O presidente do Tribunal de Contas da União, Vital do Rêgo Filho, confirmou a paralisação, disse que conduzirá pessoalmente uma mediação ao retornar a Brasília, e afirmou que “Não vai haver desliquidação“.
As informações sobre a suspensão da inspeção e os próximos passos foram divulgadas à imprensa, conforme informação divulgada pelo g1.
O que levou à autorização da inspeção e por que ela foi paralisada
A inspeção havia sido autorizada porque o Banco Central enviou ao TCU uma nota técnica sobre a liquidação do Banco Master sem anexar os documentos comprobatórios, segundo o despacho do presidente do tribunal.

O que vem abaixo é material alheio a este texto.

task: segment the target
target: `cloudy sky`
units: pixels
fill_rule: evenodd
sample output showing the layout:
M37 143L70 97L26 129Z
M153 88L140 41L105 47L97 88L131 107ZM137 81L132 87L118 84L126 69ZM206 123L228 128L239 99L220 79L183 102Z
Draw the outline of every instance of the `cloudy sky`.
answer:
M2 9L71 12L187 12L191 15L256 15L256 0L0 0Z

Técnicos do TCU solicitaram acesso aos documentos sob sigilo, para analisá-los nas dependências do BC sem retirada do material, mas o relator decidiu paralisar o pedido, e o presidente do TCU passou a articular um diálogo entre as partes.
Posição do TCU e defesa da autonomia do Banco Central
Vital do Rêgo ressaltou que o TCU tem o dever legal de fiscalizar órgãos federais, citando os artigos 70 e 71 da Constituição que atribuem à Corte o controle externo da administração pública.

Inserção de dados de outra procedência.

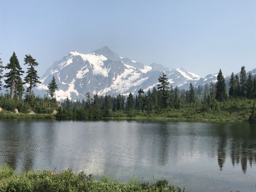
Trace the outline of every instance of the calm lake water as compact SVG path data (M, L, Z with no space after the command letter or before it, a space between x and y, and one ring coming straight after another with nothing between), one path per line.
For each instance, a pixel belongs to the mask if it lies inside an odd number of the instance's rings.
M71 167L120 181L168 179L186 191L256 191L256 125L1 120L0 165Z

Ao mesmo tempo, o presidente do tribunal afirmou que “A autonomia do BC é fundamental, mas o Banco Central não é intocável aos olhos do controle“, afirmando conciliar a fiscalização com a preservação da independência técnica da autarquia.
O que a inspeção pretendia checar
Segundo o despacho que autorizou inicialmente a inspeção, os técnicos do TCU pretendiam verificar, entre outros pontos, a evolução dos alertas emitidos pelo BC, as medidas de supervisão adotadas diante da deterioração da instituição, o tratamento dado às alternativas de mercado e a avaliação da hipótese de uma “saída organizada” antes da liquidação.

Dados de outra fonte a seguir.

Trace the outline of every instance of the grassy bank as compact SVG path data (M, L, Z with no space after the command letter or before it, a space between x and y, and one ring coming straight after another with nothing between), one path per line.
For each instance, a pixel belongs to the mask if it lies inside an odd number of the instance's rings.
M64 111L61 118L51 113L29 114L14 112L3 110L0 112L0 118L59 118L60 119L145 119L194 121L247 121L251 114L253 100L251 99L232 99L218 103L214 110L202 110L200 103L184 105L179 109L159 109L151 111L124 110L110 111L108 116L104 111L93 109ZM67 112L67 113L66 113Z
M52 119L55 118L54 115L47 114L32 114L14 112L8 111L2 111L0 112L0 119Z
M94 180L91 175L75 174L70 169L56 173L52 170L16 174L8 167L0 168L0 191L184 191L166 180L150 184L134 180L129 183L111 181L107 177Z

O TCU apontou que a nota técnica do BC se limitou a cronologia e fundamentos, sem enviar as provas materiais que permitiriam verificar indícios de fraudes e desvios que embasaram a decisão da liquidação.
Contexto institucional e próximos passos
A liquidação do Banco Master foi decretada após a operação da Polícia Federal, chamada Compliance Zero, que levou à prisão do dono do banco, Daniel Vorcaro, investigado por fraude financeira e pela suposta venda de títulos de crédito falsos.
Vital do Rêgo informou que já conversou com o presidente do Banco Central, Gabriel Galípolo, e com o ministro da Fazenda, Fernando Haddad, e que pretende reunir-se com todos na próxima semana para tratar do tema, em um processo de mediação que deve definir se e como o acesso aos documentos sigilosos será retomado.
O episódio trouxe à tona o embate sobre limites de atuação entre controle externo e autonomia técnica, em um caso que segue também sob investigação criminal e acompanhamento do Supremo Tribunal Federal, e que ainda pode ter repercussões políticas e jurídicas nos próximos dias.